If you plan to add more computers in the future, continue with Automatically enable application control on new computers. If they will be identical, see also Reuse shared allow and block rules on other computers.

When you patch a computer, update a golden image, or push to production, remember to enable Maintenance Mode to add new or changed software to your ruleset — even if the computer uses a shared ruleset. (If you don't, a shared ruleset may allow the patch, but changes will still appear on Software Changes.) For details, see Allow software updates.

Automatically enable application control on new computers

  1. If you don’t yet have a policy that applies application control to multiple computers, follow the steps in Turn on application control, but configure it on Policies, not Computers.
  2. Go to Administration > Event-Based Tasks.
  3. Either:

    • Select the row for an existing event-based task that triggers when new computers are detected and then click Properties, or
    • Click New to create a new task that triggers for either Agent-Initiated Activation or Computer Created.

  4. Select a policy where application control is enabled.

    The next time that Deep Security Manager and the agent connect, the agent will download the policy with its application control settings.
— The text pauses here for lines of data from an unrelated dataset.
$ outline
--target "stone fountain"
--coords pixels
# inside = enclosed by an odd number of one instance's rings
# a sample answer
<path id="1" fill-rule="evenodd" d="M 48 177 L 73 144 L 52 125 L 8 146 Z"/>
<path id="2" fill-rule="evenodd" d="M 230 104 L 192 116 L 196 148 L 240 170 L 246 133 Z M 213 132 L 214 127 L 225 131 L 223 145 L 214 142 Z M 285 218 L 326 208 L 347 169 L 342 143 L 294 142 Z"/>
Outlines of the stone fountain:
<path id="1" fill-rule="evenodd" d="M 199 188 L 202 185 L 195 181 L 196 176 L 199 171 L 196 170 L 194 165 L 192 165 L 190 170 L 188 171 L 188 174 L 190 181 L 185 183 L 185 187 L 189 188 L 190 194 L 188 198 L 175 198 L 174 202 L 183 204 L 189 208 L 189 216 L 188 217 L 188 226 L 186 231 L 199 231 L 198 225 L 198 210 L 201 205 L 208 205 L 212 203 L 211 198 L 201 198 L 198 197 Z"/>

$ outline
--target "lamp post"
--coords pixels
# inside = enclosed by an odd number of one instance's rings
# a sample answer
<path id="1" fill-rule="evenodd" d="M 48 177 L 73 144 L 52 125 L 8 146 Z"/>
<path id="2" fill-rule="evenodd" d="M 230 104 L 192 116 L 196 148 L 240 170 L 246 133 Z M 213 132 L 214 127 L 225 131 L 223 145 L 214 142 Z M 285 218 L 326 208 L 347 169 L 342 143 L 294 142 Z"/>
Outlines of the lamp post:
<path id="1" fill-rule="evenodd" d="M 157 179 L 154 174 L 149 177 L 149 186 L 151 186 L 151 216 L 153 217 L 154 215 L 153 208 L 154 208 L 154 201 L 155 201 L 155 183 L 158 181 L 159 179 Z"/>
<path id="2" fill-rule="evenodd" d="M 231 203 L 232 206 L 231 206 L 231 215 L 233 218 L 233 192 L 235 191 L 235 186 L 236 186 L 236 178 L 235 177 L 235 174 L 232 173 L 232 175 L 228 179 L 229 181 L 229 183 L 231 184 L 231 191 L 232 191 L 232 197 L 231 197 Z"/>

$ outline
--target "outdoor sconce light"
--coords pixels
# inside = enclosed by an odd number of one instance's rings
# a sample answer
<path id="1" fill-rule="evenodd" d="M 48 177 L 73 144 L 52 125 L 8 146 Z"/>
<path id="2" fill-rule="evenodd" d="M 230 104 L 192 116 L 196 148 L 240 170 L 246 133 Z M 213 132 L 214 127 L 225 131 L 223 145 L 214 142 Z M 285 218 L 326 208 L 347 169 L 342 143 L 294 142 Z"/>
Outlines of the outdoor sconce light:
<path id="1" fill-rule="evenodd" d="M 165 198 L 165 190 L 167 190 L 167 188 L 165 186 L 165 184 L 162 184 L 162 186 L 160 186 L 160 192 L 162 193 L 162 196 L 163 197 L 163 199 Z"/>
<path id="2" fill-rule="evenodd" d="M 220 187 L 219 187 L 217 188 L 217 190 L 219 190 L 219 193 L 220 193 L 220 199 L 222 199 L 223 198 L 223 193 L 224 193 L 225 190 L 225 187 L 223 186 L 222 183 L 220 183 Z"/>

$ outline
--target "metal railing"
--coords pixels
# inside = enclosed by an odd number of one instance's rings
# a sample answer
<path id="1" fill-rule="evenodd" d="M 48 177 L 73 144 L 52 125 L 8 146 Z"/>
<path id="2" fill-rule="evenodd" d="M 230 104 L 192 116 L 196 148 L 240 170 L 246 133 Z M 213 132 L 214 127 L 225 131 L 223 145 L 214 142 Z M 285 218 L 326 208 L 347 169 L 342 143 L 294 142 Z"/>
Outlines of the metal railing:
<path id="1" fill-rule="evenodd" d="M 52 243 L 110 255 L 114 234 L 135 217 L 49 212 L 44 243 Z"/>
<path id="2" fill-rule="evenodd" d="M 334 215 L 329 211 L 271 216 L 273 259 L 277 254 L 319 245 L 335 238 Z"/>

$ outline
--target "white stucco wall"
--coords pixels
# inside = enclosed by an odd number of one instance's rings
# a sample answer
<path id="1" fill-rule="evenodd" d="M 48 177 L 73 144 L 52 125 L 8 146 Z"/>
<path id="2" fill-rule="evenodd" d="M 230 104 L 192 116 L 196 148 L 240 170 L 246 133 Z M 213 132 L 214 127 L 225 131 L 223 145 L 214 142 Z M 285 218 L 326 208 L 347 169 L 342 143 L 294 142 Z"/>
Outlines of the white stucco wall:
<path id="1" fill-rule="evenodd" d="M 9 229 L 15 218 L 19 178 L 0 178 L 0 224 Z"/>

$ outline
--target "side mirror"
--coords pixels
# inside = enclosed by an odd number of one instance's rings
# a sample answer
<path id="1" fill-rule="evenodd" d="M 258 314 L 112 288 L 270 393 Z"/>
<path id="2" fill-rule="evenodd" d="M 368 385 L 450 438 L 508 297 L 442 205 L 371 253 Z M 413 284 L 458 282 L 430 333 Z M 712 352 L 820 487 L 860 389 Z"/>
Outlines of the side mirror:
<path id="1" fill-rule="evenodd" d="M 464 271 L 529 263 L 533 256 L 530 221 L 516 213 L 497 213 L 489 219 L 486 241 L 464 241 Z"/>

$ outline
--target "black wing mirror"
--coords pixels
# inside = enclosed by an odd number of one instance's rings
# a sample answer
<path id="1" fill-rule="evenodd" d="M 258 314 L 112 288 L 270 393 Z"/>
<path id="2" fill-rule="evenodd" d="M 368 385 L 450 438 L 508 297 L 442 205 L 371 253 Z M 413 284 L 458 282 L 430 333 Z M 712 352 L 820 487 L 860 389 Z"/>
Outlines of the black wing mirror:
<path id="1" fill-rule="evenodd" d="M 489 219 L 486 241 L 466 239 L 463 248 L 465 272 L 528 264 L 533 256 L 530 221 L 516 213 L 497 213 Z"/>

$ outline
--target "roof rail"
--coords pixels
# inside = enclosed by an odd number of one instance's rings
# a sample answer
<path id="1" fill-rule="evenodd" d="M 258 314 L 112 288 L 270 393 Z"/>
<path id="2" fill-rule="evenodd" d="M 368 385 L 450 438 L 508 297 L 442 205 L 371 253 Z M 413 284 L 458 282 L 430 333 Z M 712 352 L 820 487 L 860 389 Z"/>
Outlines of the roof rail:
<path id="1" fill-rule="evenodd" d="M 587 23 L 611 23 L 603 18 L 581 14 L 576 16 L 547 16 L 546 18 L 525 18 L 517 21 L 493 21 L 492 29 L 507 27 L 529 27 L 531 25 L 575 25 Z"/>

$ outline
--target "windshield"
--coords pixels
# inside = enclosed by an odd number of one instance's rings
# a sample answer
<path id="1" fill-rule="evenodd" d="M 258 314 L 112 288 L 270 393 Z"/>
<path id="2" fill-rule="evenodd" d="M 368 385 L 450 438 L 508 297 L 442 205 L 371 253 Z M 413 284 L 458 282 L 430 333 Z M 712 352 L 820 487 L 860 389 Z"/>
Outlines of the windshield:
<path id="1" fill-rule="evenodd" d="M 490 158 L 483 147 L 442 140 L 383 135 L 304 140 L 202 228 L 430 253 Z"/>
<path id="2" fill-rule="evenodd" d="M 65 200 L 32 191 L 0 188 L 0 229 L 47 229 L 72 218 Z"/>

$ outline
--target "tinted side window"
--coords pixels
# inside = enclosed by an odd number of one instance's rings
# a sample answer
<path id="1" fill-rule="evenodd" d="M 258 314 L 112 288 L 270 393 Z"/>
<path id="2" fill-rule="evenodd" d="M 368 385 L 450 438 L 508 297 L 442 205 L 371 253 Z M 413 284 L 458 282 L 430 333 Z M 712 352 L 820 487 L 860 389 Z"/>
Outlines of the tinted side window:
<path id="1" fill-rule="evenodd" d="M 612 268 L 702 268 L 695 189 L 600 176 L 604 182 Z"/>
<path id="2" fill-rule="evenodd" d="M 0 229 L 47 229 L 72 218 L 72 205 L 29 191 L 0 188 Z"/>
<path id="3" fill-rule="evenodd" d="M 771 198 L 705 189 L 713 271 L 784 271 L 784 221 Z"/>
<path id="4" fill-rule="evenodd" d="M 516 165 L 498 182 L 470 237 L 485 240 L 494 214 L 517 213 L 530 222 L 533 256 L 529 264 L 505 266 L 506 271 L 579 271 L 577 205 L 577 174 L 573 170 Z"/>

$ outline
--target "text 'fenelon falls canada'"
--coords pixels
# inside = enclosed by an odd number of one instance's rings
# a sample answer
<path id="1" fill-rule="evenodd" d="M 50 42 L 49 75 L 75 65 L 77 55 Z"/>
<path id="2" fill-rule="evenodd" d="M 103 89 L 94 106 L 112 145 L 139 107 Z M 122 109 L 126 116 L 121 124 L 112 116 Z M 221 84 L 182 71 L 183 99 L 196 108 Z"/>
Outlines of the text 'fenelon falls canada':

If using a shared ruleset, the computer must also download the shared ruleset. Time required varies by:

    When applying the same policy to multiple computers, it will apply the same application control enforcement settings, but not the same ruleset unless you have selected a shared ruleset. This means that although the policy enables application control on many computers, by default, they will each generate their own local ruleset. Therefore you could accidentally allow an application on one computer, but block it on another computer. If you want software to be blocked or allowed in the same way on all computers, create and apply a shared ruleset.